A un peu moins de cinq mois des élections municipales, le jeu des propositions bat son plein dans la capitale ! La dernière en date émane du candidat PS à la mairie de Paris, Emmanuel Grégoire. Le 16 octobre dernier, il avait relancé un vieux serpent de mer en annonçant son intention d’instaurer un métro qui fonctionne toute la nuit, avait appris Le Parisien. Cette proposition, l’élu l’a clarifiée auprès de 20 Minutes. En citant les exemples de Berlin, Londres ou New York, Emmanuel Grégoire dit avoir constaté «un gain de qualité de vie et de service pour les usagers». Il ajoute : «Aucune capitale ne peut tolérer que ses citoyens soient privés de mobilité nocturne, sûre et abordable.»
Rendre le métro accessible 24h/24 permettrait également de gagner une «bataille mondiale d’attractivité et de dynamisme», laisse-t-il entendre auprès de 20 Minutes. Il ne comprend d’ailleurs pas qu’une ville comme Paris, aussi «rayonnante», interrompt ses transports la nuit. Toutefois, la décision ne dépend pas que de la mairie de Paris, mais d'Ile-de-France Mobilités (IDFM). La présidente de la région travaillerait sur le sujet déjà depuis dix ans, selon Aurélien Véron, soutien de Rachida Dati, interrogé par Le Point.
Un coût à 500 millions d’euros ?
Mais Valérie Pécresse est loin d’être convaincue par le projet. En 2020, elle lançait : «On ne peut pas ouvrir le métro toutes les nuits», notamment à cause de la nécessité de laisser fermer des stations pour des questions de maintenance. Ce projet suscite également l’ire de l’opposition, Emmanuel Grégoire étant accusé de favoriser la fête nocturne et d’encourager les nuisances. S’il considère qu’il faut «les éviter», «ce n’est pas en fermant le métro à 2h30 qu’on le garantit mieux ou plus», ajoute-t-il. Il évoque d’ailleurs un argument «absurde» d’autant que le problème serait le même pour les familles «à 23 heures qu’à 3 heures du matin».

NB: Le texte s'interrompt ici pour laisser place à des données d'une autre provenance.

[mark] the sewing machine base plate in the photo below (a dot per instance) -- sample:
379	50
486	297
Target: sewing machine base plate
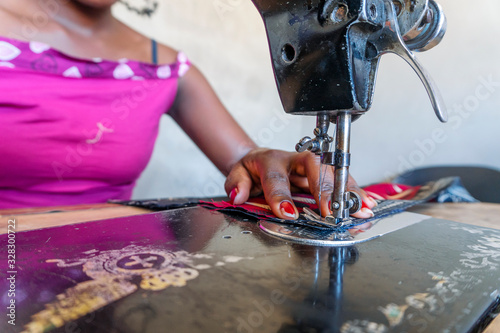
196	270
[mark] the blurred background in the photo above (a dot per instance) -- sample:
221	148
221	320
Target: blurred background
226	40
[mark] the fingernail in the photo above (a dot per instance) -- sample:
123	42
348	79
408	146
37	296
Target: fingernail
367	211
364	205
287	209
233	194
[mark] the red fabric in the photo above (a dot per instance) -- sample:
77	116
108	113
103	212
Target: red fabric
389	191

Pourquoi alors laisser ouvert le métro toute la nuit ? Pour les salariés travaillant de nuit, insiste Emmanuel Grégoire : «Un salarié sur dix, en Île-de-France, travaille la nuit.» Il évoque le personnel de santé, les éboueurs, les agents d’entretien ou encore les artistes. «C’est donc une question de qualité de vie et de justice sociale pour les travailleuses et travailleurs en horaires décalés», assure-t-il auprès de 20 Minutes. Or, selon l’administratrice de la RATP, Delphine Bürkli, la mesure coûterait 500 millions d'euros par an. Selon elle, «faire une proposition pareille, c'est méconnaître le réseau francilien et ses agents qui se relaient 24 heures sur 24».
Emmanuel Grégoire ne veut pas augmenter le pass Navigo
Emmanuel Grégoire dit ne pas comprendre «d’où vient ce chiffre» et évoque plutôt des chiffres «autour de 100 000 euros par ligne et par nuit». A ce titre, il ne veut pas qu’en instaurant une telle mesure, le tarif du pass Navigo augmente. Il évoque d’autres solutions comme «une tarification spéciale pour les touristes la nuit» ou «une solution fiscale qui reposerait sur la taxe de séjour». Restera aussi à répondre à la question des embauches, une mesure qui «rentrera dans la discussion sur les coûts», concède le candidat PS. Toutefois, la priorité pourrait passer dans un premier temps par «l’utilisation de lignes automatisées».
Persuadé qu’il peut convaincre Valérie Pécresse, Emmanuel Grégoire veut travailler autour de ce projet avec IDFM, la Région, la Métropole du Grand Paris et la Ville de Paris. Au mois de juin, Valérie Pécresse avait promis «le réseau de transport le plus performant au monde en 2030», la région Ile-de-France prévoyant d'investir 2,1 milliards d'euros par an pour moderniser les transports.